親族の意見が食い違った際にも『親はこう考えていた』ということがわかれば落としどころが見つかります。

ただし、ここで大切なのは親が必ずしも積極的ではないということです。

自分の死後のことを書くなど、想像もしたくありませんし、考えたくもないことだと思います。

自分から興味を持ち、前向きな気持ちでエンディングノートを始める人もいれば『なんでそんなことしなきゃいけないの!!』『私を殺す気なの!!』と自分を必要としていないのでは、いらないものと言われているのではないか、と否定的な感情を与え、信頼を失う原因になります。

本人が消極的なのに、第三者がとやかく言うのは逆効果です。

行動しないのには、理由があるのではと考えてみてください。もともとの性格かもしれませんが、積極的になれない理由が必ずあります。気持ちを無視して強引に物事を運ぶのはお互いに精神を消耗するだけで解決にはつながりません。

介護する側である家族ができることは『きっかけ』をつくってあげることです。

そのためにまずは自分が作ってみましょう。何かを教えるときにベストの方法が『相手の見本になる』ことです。
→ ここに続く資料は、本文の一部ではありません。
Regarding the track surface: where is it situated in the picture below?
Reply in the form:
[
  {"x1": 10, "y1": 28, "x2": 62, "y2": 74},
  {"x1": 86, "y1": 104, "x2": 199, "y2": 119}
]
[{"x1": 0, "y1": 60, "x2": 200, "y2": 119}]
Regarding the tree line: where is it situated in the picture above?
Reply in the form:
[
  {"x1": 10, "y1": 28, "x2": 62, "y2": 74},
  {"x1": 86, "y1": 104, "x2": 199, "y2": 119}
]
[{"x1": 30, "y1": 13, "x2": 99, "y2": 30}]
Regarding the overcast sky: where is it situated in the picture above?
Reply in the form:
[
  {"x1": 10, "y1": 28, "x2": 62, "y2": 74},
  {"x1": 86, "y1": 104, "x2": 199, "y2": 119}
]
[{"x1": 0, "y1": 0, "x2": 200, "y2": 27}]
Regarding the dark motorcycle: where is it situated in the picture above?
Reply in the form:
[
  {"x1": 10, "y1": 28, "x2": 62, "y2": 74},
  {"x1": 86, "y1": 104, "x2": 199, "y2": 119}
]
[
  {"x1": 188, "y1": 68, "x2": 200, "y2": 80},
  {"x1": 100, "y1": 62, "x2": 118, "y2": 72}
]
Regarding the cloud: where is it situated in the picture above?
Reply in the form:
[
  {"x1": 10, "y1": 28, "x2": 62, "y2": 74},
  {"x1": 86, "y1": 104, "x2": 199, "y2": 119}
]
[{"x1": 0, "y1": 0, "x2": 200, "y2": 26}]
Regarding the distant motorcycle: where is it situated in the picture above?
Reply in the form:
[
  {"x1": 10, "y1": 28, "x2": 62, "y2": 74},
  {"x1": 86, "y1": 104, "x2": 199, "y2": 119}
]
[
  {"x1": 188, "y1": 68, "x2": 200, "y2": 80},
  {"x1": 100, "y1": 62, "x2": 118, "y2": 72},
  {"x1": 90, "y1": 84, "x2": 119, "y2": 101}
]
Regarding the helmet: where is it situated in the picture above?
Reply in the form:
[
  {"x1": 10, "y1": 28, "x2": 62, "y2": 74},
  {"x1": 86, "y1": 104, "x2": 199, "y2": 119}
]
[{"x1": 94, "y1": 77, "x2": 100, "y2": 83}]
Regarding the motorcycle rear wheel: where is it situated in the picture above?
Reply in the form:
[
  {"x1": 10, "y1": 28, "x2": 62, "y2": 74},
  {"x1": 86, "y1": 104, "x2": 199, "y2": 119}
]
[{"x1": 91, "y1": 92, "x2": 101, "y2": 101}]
自分のエンディングノートを作成してみて、親に見せましょう。最初は親も不審に思います。

しかし、実際にみてみると病気になったときや介護が必要になったとき、いつか訪れる最期をどう迎えたいかなどを話すきっかけになります。

また、実際に書いてみると書くときに困ることなども見えてきて相手への説明もしやすくなります。

まずは、自分がお手本になる気持ちでエンディングノートを作成してみてはいかがでしょうか。
何かあったときのために、自分の意思や伝えたいことを書き留める『エンディングノート』

今回はエンディングノートに書くべき内容のごく一部をご紹介しました。

エンディングノートに法的効力はありません。

しかし、自分の意思を確実に家族に伝えられる大切なものです。

生前伝えられなかった思い、どのような内容でもいいと思います。

『ありがとう』『ごめんなさい』『うれしい』『かなしい』、沢山の感情が人間にはあります。

後悔がないよう、気持ちを文章に残しておいてみてはいかがでしょうか。